Our Vision
Our vision is of a world in which people know how to recognise, diagnose, treat, care for, and ultimately cure patients with neuroendocrine cancer.
Our Mission
Our purpose is to support and inform patients and families from diagnosis, enabling access to the best care and treatment whilst stimulating neuroendocrine cancer research, increasing national awareness and influencing improvements in outcomes.
Our Values
– Equality of care for all neuroendocrine cancer patients in the UK.
– Excellence in support, care, treatment and research.
– Fair allocation of national resources and inclusion in national policies and strategies for all cancer types.
– Collaborative working and building an accessible, approachable fraternity.

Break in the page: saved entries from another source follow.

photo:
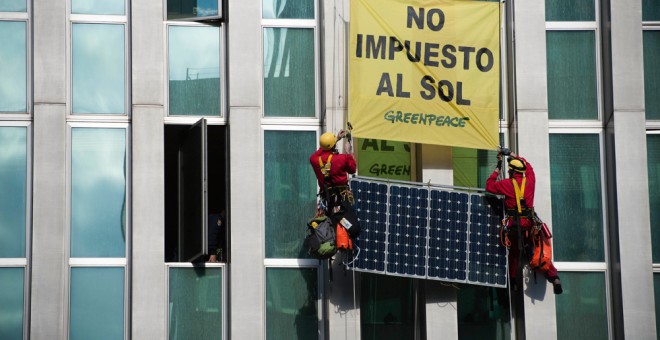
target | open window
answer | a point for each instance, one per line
(195, 192)
(195, 10)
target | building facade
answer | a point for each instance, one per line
(123, 124)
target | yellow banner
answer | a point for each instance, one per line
(425, 71)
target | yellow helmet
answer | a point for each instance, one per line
(327, 141)
(517, 165)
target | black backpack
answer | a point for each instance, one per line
(321, 237)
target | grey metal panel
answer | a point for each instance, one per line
(49, 213)
(148, 286)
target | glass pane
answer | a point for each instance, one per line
(483, 313)
(570, 10)
(13, 200)
(288, 9)
(291, 304)
(98, 192)
(13, 68)
(11, 303)
(290, 191)
(387, 308)
(572, 75)
(97, 303)
(111, 7)
(582, 308)
(98, 69)
(195, 305)
(289, 68)
(650, 12)
(186, 9)
(13, 6)
(577, 214)
(656, 289)
(653, 152)
(651, 73)
(194, 70)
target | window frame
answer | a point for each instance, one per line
(222, 119)
(123, 262)
(24, 262)
(123, 20)
(23, 17)
(225, 292)
(569, 26)
(295, 24)
(579, 267)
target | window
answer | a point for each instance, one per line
(651, 23)
(194, 70)
(292, 303)
(98, 74)
(653, 157)
(99, 227)
(194, 10)
(387, 307)
(196, 303)
(195, 188)
(290, 59)
(101, 7)
(582, 307)
(13, 68)
(14, 226)
(13, 6)
(571, 57)
(97, 302)
(290, 190)
(576, 189)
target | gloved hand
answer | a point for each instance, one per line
(504, 151)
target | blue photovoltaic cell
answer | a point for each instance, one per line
(487, 256)
(408, 213)
(428, 232)
(448, 236)
(371, 211)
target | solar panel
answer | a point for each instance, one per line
(428, 232)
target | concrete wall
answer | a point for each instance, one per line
(632, 195)
(49, 267)
(533, 144)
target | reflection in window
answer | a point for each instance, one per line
(97, 303)
(11, 302)
(387, 308)
(288, 9)
(13, 181)
(650, 11)
(651, 73)
(110, 7)
(195, 305)
(13, 6)
(582, 308)
(186, 9)
(98, 192)
(289, 78)
(98, 69)
(194, 70)
(291, 303)
(572, 75)
(13, 66)
(570, 10)
(290, 191)
(577, 213)
(653, 157)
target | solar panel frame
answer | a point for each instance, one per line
(406, 226)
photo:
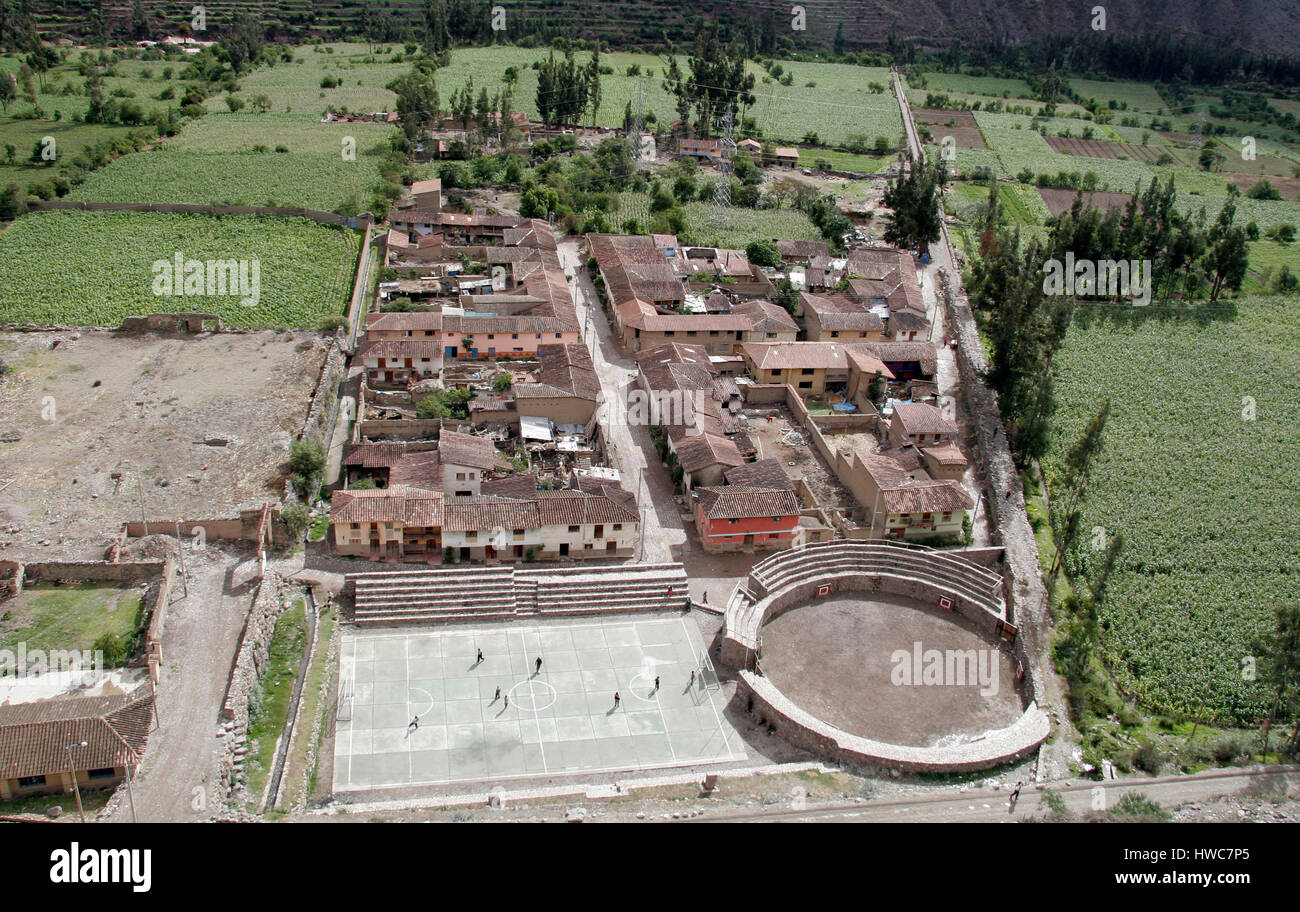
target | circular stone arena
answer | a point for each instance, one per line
(883, 654)
(857, 665)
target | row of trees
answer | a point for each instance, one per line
(567, 90)
(715, 81)
(1026, 321)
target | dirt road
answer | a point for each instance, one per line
(177, 778)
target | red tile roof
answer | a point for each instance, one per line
(456, 448)
(34, 737)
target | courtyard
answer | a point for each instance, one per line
(555, 720)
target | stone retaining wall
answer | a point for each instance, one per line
(250, 659)
(735, 654)
(805, 730)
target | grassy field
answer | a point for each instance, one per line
(1139, 96)
(69, 617)
(94, 268)
(60, 98)
(242, 131)
(845, 161)
(836, 105)
(1201, 494)
(310, 179)
(271, 706)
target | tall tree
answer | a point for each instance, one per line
(1279, 654)
(913, 198)
(593, 81)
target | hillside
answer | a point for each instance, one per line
(1259, 26)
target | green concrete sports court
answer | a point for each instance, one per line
(559, 721)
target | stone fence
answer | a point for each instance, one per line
(810, 733)
(364, 220)
(250, 660)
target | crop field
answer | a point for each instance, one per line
(839, 104)
(1266, 260)
(1199, 486)
(1061, 200)
(60, 98)
(1138, 96)
(1009, 139)
(239, 133)
(1288, 187)
(987, 86)
(295, 88)
(1099, 148)
(94, 268)
(308, 179)
(845, 161)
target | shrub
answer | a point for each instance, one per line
(1136, 807)
(112, 647)
(297, 519)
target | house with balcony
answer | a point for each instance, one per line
(73, 742)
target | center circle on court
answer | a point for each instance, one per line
(533, 695)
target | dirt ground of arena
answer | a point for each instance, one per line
(841, 660)
(96, 428)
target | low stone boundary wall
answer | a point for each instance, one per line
(250, 659)
(807, 732)
(159, 577)
(364, 220)
(742, 630)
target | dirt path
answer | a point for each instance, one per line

– Honesty, transparency and integrity to promote confidence and trust in the charity.
Our History
Neuroendocrine Cancer UK was founded with the vision of providing support, raising awareness, and driving research for those affected by neuroendocrine cancer. What started as a small community initiative has now grown into a leading charity that advocates for patients and their families across the UK.
Our journey began with a group of passionate individuals who recognised the need for more information and support for those living with this often misdiagnosed cancer. Since our inception, we have expanded our reach, developed key services, and launched a variety of initiatives to improve understanding and treatment options for neuroendocrine cancer.
Over the years, we have partnered with other organisations, contributed to critical research, and developed educational resources for healthcare professionals. Today, we continue to advocate for improved care, diagnosis, and treatment, while supporting the community through information, resources, and fundraising.
As we look to the future, our commitment to supporting the neuroendocrine cancer community remains unwavering, and we are proud of the progress we’ve made together.
Our Team
Catherine Bouvier Ellis
CEO & Co-Founder
Beth Chesser
Marketing & Digital Coordinator
Clare Gerrard
Marketing & Communications Officer
Craig Speirs
Fundraising Coordinator
Famida Bishop
Office Manager
Kate Quirk
Neuroendocrine Cancer Support Co-ordinator
Leanne Talbot
Head of Operations
Lisa Walker
Marketing Director
Nikie Jervis (RN, PGDip)
Director of Support Services including Education & Policy NMC registered nurse
Olivia Beattie
Neuroendocrine Cancer Support Nurse
Our Patron and Trustees
Prof. Martyn Caplin
Patron and Consultant in Gastroenterology and Hepatobiliary Medicine at the Royal Free Hospital in London.
Peter Gwilliam
Co-Founder and Chair Trustee
David Ames
Trustee
Emma Brown
Trustee
Gordon Brown
Trustee
John Kent
Trustee
Professor Srirajaskanthan
Trustee
Tom Jackson
Trustee
The History of Neuroendocrine cancer UK
Timeline of Neuroendocrine Cancer UK
- 2002: Living with Carcinoid – The foundation of what would eventually become Neuroendocrine Cancer UK began under this name, offering support and guidance for those affected by neuroendocrine cancer.
- 2006: NET Patient Foundation – The charity evolved into the NET Patient Foundation, focusing on providing resources, support, and advocacy for individuals living with neuroendocrine tumours (NETs).
- 2020: Rebranding to Neuroendocrine Cancer UK – The organisation rebranded to better reflect the community it serves. The new name aimed to reduce confusion around neuroendocrine cancers and raise awareness of the disease in a more focused and explanatory way, marking a significant milestone in our mission to help those affected by NETs and NECs.
- January 2023: Integration with The Ann Edgar Charitable Trust – Neuroendocrine Cancer UK integrated with The Ann Edgar Charitable Trust, an organisation that had been running neuroendocrine cancer support groups in Scotland for over a decade. This partnership strengthened our reach and resources in supporting individuals in Scotland.
Our thanks to Peter Gwilliam, Liddy Oldroyd, Andy Geach and Cathy Kalamis for all of their inspiration and hard work in helping to set up Neuroendocrine Cancer UK.
Why do we have a Moth on our logo?
In medicine, the term “zebra” is used in reference to a rare disease or condition. “If you hear hooves, you assume horse.” The rare disease community wants you to consider zebra. We agree with and advocate this message. However due to the rise in incidence of Neuroendocrine Cancer, it is now less likely to be considered rare.
We have purposely chosen to use the moth as a symbol of our identity as it is often mistaken for a butterfly, or vice versa. People see a pleasant looking or ‘good moth’ and assume butterfly, on closer inspection it is shown to be a moth. People often assume that Neuroendocrine is one of the ‘good cancers’ – we know this not to be true. We ask that you consider the power of an assumption, and always take a closer look.